Despite that, World Peace listened to everything media members threw at him. Everything from Elbow Gate to what he thinks of Oklahoma City was put to him. His responses may been all over the place, but he answered them all and more.
“Oklahoma City has some of the best fans in the NBA,” World Peace said. “They took on a team that needed shelter from New Orleans that was struggling at the time. And they welcomed the Hornets. They deserved their own franchise and they got the team from Seattle. They were able to support their team and pay the players. So obviously, they love basketball.”
In only his second game back after serving a seven-game suspension for his elbow to James Harden’s head, World Peace was booed by 18,000 fans every time he touched the ball.
But the 12-year veteran wasn’t bothered by the reaction. It was something he expected and seemingly fed off of it early on.

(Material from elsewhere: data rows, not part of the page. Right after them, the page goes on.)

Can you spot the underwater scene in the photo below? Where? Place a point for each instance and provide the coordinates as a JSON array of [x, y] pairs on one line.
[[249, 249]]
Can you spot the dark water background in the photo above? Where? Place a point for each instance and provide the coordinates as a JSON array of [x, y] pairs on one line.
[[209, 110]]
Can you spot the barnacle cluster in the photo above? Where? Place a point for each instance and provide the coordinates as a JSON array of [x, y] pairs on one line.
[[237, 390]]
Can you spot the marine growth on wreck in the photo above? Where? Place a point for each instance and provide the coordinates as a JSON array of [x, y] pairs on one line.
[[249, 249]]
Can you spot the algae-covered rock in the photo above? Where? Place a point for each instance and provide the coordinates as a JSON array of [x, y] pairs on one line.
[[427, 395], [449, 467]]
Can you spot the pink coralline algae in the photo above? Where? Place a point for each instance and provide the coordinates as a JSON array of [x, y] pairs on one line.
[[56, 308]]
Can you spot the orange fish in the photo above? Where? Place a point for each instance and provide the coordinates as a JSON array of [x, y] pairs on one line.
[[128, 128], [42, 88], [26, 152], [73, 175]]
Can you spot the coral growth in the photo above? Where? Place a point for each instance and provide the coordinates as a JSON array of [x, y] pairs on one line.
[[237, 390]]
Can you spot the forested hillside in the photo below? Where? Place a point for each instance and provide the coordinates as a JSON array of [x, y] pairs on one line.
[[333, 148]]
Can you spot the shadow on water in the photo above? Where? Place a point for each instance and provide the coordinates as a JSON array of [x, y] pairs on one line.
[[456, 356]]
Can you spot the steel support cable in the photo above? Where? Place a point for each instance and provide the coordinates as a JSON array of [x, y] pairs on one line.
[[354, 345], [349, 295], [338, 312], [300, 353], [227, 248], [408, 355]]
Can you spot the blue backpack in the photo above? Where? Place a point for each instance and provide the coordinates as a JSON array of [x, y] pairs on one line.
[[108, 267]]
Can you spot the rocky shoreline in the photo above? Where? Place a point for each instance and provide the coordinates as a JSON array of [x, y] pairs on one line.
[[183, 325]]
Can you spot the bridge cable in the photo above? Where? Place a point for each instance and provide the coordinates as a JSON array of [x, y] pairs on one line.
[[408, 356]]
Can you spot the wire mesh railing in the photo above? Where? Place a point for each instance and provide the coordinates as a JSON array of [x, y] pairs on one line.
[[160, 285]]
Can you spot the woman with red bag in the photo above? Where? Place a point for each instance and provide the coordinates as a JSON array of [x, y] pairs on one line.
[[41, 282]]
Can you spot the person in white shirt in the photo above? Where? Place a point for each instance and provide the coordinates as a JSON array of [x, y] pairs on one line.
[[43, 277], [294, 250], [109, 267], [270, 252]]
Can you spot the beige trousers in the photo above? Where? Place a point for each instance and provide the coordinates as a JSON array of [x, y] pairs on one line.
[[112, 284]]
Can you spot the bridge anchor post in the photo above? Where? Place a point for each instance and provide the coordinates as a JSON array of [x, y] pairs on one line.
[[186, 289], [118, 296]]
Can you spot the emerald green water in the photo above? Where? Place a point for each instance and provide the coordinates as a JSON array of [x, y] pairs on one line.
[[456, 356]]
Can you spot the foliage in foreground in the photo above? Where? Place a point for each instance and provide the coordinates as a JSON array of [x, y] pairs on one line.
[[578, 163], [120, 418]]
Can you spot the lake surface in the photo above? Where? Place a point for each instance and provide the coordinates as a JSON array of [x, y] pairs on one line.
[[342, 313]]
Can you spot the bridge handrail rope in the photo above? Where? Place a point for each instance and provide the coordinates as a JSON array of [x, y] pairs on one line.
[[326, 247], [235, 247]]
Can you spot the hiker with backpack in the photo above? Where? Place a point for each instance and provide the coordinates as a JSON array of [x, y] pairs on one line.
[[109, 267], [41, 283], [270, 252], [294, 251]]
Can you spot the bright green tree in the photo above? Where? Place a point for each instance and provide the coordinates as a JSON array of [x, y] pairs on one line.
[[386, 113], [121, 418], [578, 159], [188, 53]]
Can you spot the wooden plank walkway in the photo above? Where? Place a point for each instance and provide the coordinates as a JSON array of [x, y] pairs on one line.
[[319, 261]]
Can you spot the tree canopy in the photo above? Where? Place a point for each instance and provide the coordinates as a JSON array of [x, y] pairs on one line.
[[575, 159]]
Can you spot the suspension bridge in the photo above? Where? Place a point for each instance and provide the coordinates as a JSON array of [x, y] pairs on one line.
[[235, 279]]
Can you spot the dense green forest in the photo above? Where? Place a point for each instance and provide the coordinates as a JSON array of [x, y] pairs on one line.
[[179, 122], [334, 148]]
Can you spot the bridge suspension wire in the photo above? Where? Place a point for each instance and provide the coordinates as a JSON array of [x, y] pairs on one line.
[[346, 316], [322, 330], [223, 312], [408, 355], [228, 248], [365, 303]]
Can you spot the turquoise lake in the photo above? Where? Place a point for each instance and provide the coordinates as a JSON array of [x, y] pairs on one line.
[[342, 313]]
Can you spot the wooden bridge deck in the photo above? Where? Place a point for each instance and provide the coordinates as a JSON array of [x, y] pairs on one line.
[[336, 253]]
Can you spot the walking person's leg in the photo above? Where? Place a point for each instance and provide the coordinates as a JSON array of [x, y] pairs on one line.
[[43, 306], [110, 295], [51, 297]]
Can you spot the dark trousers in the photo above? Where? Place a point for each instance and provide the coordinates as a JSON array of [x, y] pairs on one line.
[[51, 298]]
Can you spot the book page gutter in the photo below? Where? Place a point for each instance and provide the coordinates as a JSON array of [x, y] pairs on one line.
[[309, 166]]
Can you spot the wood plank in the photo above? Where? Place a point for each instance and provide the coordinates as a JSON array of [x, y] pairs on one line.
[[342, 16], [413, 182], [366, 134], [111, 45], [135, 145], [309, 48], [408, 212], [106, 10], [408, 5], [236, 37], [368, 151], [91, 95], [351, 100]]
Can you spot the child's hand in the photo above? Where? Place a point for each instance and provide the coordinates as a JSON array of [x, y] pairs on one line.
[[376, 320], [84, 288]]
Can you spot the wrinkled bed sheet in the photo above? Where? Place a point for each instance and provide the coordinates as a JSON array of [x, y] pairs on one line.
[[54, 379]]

“That’s their fans,” World Peace said. “They are not Laker fans. They have great fans. Good looking women. What am I going to say. They had great looking women in the stands booing. I was like, ‘Wow! You are all beautiful.’”
When World Peace was known as Ron Artest, he went through much tougher times in his career. As a member of the Pacers, he caused an all-out brawl in Detroit that spilled over into the fans. He was suspended the rest of the season.
Because of that and several other incidents, World Peace has allowed himself to be labeled dirty, crazy and unpredictable by NBA fans and media members. It also has taken away from just how good of a player he is.